Medicaid officials say they are allowed to cover the cost of unapproved drugs until given specific orders otherwise by the FDA.  Medicare is not allowed to pay for unapproved medications and, over time, has purged hundreds of unapproved drugs from its coverage list although the agency continues to discover more unapproved drugs within the system.

Saying the situation is “complicated,” Michael Levy, a compliance lawyer for the FDA, cites these differing regulations in the Medicaid and Medicare programs as a factor in the problem.  Although the FDA can issue orders to stop manufacture and shipping of unapproved drugs, there are no federally established fines for selling unapproved drugs and drug companies doing so are rarely prosecuted.

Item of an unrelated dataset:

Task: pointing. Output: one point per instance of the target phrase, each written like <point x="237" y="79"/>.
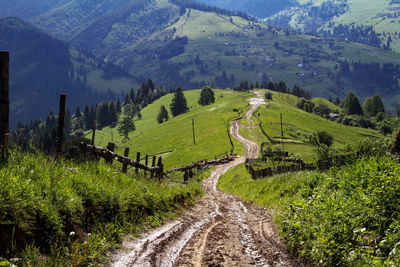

Levy further states he is skeptical of any grandfathered drugs sold today.  One criterion for grandfathering is that chemical formulations must have remained identical to pre-1962 formulations, a situation suggested as unlikely.

Some unapproved drugs in common use today include:

• Colchicine, for gout, was banned this past February after 23 people died and others suffered organ failure.  A subsequent investigation revealed a very narrow margin of safety, making overdosing too easy.
• Hydrocodone, officially classified as a powerful narcotic, has never been proven safe or effective for children under the age of 6 although, until a recent ban, it was marketed to children as young as 2.
• Carbinoxamine-based allergy and cold medications marketed to children were banned in 2006 after 21 children no older than 2 died from them.
• Carbofed, a cold/flu drug, garnered Medicaid payments of $7.3 million from 2004 to 2007.
• Hylira, an ointment for dry skin, earned $146,000 in Medicaid payments during that same time period.
• Andehist, a decongestant, earned payments of $4.8 million.\
• ICAR Prenatal vitamins earned $900,000.

Sen. Charles Grassley, R-Iowa, says the system is failing taxpayers and consumers alike and has called for an in-depth investigation by the US Health and Human Services Department.  Describing the situation as a “house of mirrors” backed by “bureaucrats (who) don’t want to make a decision,” he is investigating the possibility of initiating legislation that will require public notification when a medicine fails to meet approval.